С востока люди Дня больше не приходили, как сообщала госпожа Адиэ. Те, что жили возле ее Холма, исправно стояли на страже вместе с Ночными, но в них было отчаяние и ярость, какие бывают только у людей, потерявших все. Они не пели песен. Иногда Ночные видели, как они плачут или молча смотрят под кровавой луной на восток, туда, где когда-то была их земля. Но с востока больше никто не приходил. Риама, которого они избрали своим предводителем, говорил:

— Я не хочу думать. Потому, что тогда мне полезут в голову, — он стучал при этом себя по темечку, — видения. Они сразу хлынут, ничем не остановишь. Не то я сам придумываю, не то… кто-то насылает? Не знаю.

— Что ты видишь? — спрашивала госпожа Адиэ Воинственная, утирая слезы — все же была она женщина, а женщины нежны и чувствительны.

Риама мотал головой и говорил через силу, жмуря глаза, полные слез:

— Ты видела, госпожа, как на озере по весне лед проваливается? Вот и вся наша земля так. Города стоят как льдины, а вокруг земля проваливается, и провал заполняет черное болото, а в нем кишат черви, и чешуйчатые змеезубы, и белоглазые кровожабы. И из города не выйти. Не спастись. — Он поднимал незрячий взгляд на госпожу Адиэ и говорил: — И я представляю, как они там… внутри. Умирают от голода и безнадежности. Или выводят кого-то одного, чтобы его сожрали твари и дали еще день, еще день жизни…

— Я бы лучше пошла и погибла в бою, — шептала госпожа Адиэ.

— Все, кому хватило духу умереть в бою, либо умерли, либо прорвались сюда.

— Тогда остальные умерли еще до смерти.

Риама не отвечал. Он даже не плакал. Плакала госпожа Адиэ, а потом вставала, собирала своих охотников и добровольцев из Дневных и шла из Холмов на восток, убивать тварей. Последнее время она заметила — или ей показалось — что болото на какие-то три-четыре шага приблизились к Холмам. Она проверила. Так и было. Ей не хотелось думать, почему так.

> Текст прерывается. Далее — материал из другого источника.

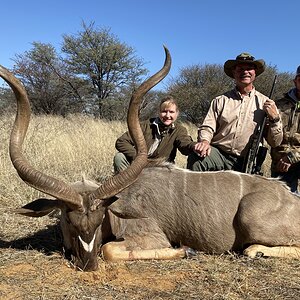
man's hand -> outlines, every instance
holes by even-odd
[[[263,110],[267,113],[270,120],[274,120],[279,117],[277,106],[271,99],[266,100],[263,106]]]
[[[200,156],[200,157],[206,157],[210,155],[211,152],[211,146],[208,141],[202,141],[197,143],[194,146],[194,151]]]
[[[277,171],[287,172],[292,164],[290,163],[288,157],[283,156],[276,165]]]

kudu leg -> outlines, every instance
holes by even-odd
[[[102,246],[102,257],[106,261],[116,262],[124,260],[175,260],[189,255],[189,249],[182,247],[127,250],[125,242],[110,242]]]
[[[297,258],[300,259],[300,246],[275,246],[267,247],[254,244],[244,250],[244,254],[255,258],[258,256]]]

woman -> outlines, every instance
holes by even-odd
[[[174,163],[177,149],[183,155],[189,155],[194,151],[196,142],[193,142],[183,125],[175,122],[178,114],[176,100],[172,96],[167,96],[160,102],[158,117],[141,123],[149,158],[164,158]],[[119,152],[114,157],[114,170],[118,173],[133,161],[136,150],[129,132],[119,137],[115,146]]]

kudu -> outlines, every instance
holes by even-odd
[[[28,164],[21,151],[30,116],[27,95],[0,68],[18,103],[10,140],[13,165],[23,181],[56,198],[38,199],[17,212],[40,217],[59,207],[64,246],[86,271],[97,269],[101,246],[103,258],[110,261],[183,258],[188,247],[212,254],[244,250],[251,257],[298,257],[300,198],[282,182],[234,171],[148,165],[138,106],[169,71],[171,58],[165,51],[164,67],[131,98],[127,121],[137,157],[101,186],[88,181],[70,186]]]

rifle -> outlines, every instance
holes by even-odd
[[[277,75],[275,75],[273,80],[273,84],[269,96],[270,99],[272,99],[276,81],[277,81]],[[252,137],[248,154],[244,160],[243,172],[245,173],[262,175],[261,166],[268,152],[268,148],[263,146],[263,133],[264,133],[264,128],[266,126],[267,119],[268,117],[267,114],[265,113],[262,124],[256,128],[255,133]]]

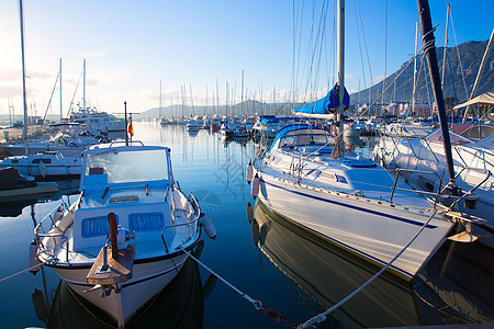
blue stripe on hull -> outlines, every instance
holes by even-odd
[[[372,214],[372,215],[378,215],[378,216],[386,217],[386,218],[394,219],[394,220],[400,220],[400,222],[412,224],[412,225],[416,225],[416,226],[419,226],[419,227],[422,227],[424,225],[424,223],[420,223],[420,222],[417,222],[417,220],[406,219],[406,218],[397,217],[397,216],[394,216],[394,215],[390,215],[390,214],[385,214],[385,213],[381,213],[381,212],[377,212],[377,211],[367,209],[367,208],[359,207],[359,206],[356,206],[356,205],[350,205],[350,204],[345,204],[345,203],[338,202],[338,201],[327,200],[327,198],[324,198],[324,197],[321,197],[321,196],[315,196],[315,195],[311,195],[311,194],[299,192],[299,191],[292,191],[290,189],[269,183],[269,182],[267,182],[267,181],[265,181],[262,179],[261,179],[261,181],[263,183],[268,184],[268,185],[271,185],[271,186],[277,188],[277,189],[284,190],[284,191],[293,193],[293,194],[297,194],[297,195],[306,196],[306,197],[314,198],[314,200],[317,200],[317,201],[323,201],[323,202],[336,204],[336,205],[341,206],[341,207],[352,208],[355,211],[359,211],[359,212],[363,212],[363,213],[368,213],[368,214]],[[434,228],[437,228],[437,226],[429,224],[429,225],[426,226],[426,228],[434,229]]]

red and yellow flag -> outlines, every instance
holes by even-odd
[[[127,133],[131,134],[131,137],[134,137],[134,126],[132,125],[132,117],[128,121]]]

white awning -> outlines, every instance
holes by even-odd
[[[474,99],[471,99],[468,102],[464,102],[462,104],[458,104],[453,107],[453,110],[461,109],[469,105],[494,105],[494,92],[486,92],[481,95],[478,95]]]

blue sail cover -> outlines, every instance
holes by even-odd
[[[335,91],[335,89],[338,88],[338,84],[335,84],[333,89],[322,98],[321,100],[317,100],[311,104],[306,104],[303,106],[296,106],[295,113],[308,113],[308,114],[329,114],[334,113],[336,109],[339,107],[339,100],[338,94]],[[347,92],[347,89],[345,88],[344,91],[344,106],[348,107],[350,104],[350,95]]]

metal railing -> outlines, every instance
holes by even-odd
[[[79,205],[81,198],[83,196],[83,192],[79,195],[78,200],[72,203],[71,206],[69,206],[64,200],[61,200],[61,204],[58,207],[55,207],[52,212],[49,212],[34,228],[34,240],[36,241],[36,245],[38,246],[38,253],[45,253],[48,257],[55,258],[56,256],[52,252],[55,250],[48,250],[46,245],[43,242],[44,238],[50,238],[53,239],[54,246],[57,246],[57,239],[61,239],[61,243],[66,243],[66,257],[68,260],[69,256],[69,242],[68,238],[65,236],[66,229],[69,227],[69,225],[66,226],[65,229],[60,229],[59,226],[65,222],[64,219],[68,215],[69,212],[75,213],[76,207]],[[55,219],[55,213],[61,212],[61,216],[59,218]],[[49,229],[45,229],[46,223],[50,222]],[[68,219],[65,219],[68,220]]]
[[[173,193],[173,192],[171,192],[171,193]],[[182,227],[182,226],[188,226],[188,225],[195,224],[195,223],[199,222],[199,218],[201,217],[201,213],[202,213],[201,206],[200,206],[198,200],[195,198],[195,196],[192,194],[192,192],[189,193],[189,196],[187,197],[187,201],[188,201],[188,204],[190,204],[190,206],[192,207],[192,211],[193,211],[193,214],[194,214],[194,218],[192,220],[190,220],[190,222],[167,225],[167,226],[164,227],[164,229],[161,230],[161,240],[162,240],[162,243],[165,245],[165,250],[166,250],[167,253],[169,253],[169,249],[168,249],[168,245],[167,245],[167,242],[165,240],[165,231],[167,229],[170,229],[170,228]],[[172,207],[171,214],[172,215],[171,216],[173,217],[175,216],[173,213],[176,211],[176,207],[175,207],[175,202],[171,201],[171,203],[172,203],[172,205],[171,205],[171,207]],[[181,247],[187,241],[182,241],[179,246],[177,246],[177,248]]]
[[[413,172],[413,173],[433,174],[433,175],[436,175],[439,179],[439,186],[437,189],[437,192],[435,193],[435,200],[434,200],[434,211],[436,211],[437,202],[439,200],[439,192],[441,191],[441,186],[442,186],[442,179],[441,179],[441,177],[439,174],[437,174],[436,172],[433,172],[433,171],[417,170],[417,169],[402,169],[402,168],[396,169],[396,178],[394,179],[393,189],[391,190],[390,203],[393,203],[393,196],[394,196],[394,192],[396,190],[397,191],[411,191],[408,189],[398,189],[398,188],[396,188],[397,181],[398,181],[398,178],[400,178],[400,173],[402,171]],[[425,192],[425,191],[413,190],[413,192],[419,193],[419,194],[430,194],[429,192]]]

А потом с восхода пришла Мертвая волна.


Ринтэ даже порой улыбался. Но улыбка надолго не задерживалась на губах. Слишком много мыслей. Слишком тяжелое ожидание. Слишком мучительное неведение. И слишком тяжкая ноша.

Когда-то, давным-давно он приехал в родной холм со страшной мыслью — как легко он мог бы вырезать весь холм. И вот, наступает неведомое. И вряд ли это остановит его королевская сила. Он еле держался. Все кончалось, уходило, как уходит кровь из раны. Что-то обязано, просто непременно должно случиться — иначе зачем он живет? Зачем умер отец и погиб брат? Зачем он вырывал власть из рук Жадного, если все кончится вот так?

Они с дедом сидели над Королевскими садами на галерее, когда вдруг на мгновение словно бы замолкли шумы водопадиков и ручьев, звон колокольчиков и разговоры. Дед с внуком переглянулись.

Бездна зашептала.

И Ринтэ вдруг посерел и согнулся, падая вперед.

Дед подхватил его.

— Ты что? — испуганно зачастил он. — Ты что? Тебе воды? Я сейчас, я лекаря…

— Ннннет, — провыл Ринтэ. — Никого не зови… Нельзя, чтобы знали. — Он поднял белые мутные глаза. — Земля пошатнулась, — выдохнул он. Сглотнул, переводя дыхание. — Она оперлась на меня, — выдохнул он. — Тяжело…

Его вырвало.


Сэйдире хлопотала вокруг мужа. Ринтэ лежал на тахте, глядя в потолок.

— Ты почти не спишь.

— Бездна шепчет.

— Ты ничего не ешь.

— Бездна… Где Майвэ…

Сэйдире отвернулась, стиснув зубы. Яростно вытерла глаза.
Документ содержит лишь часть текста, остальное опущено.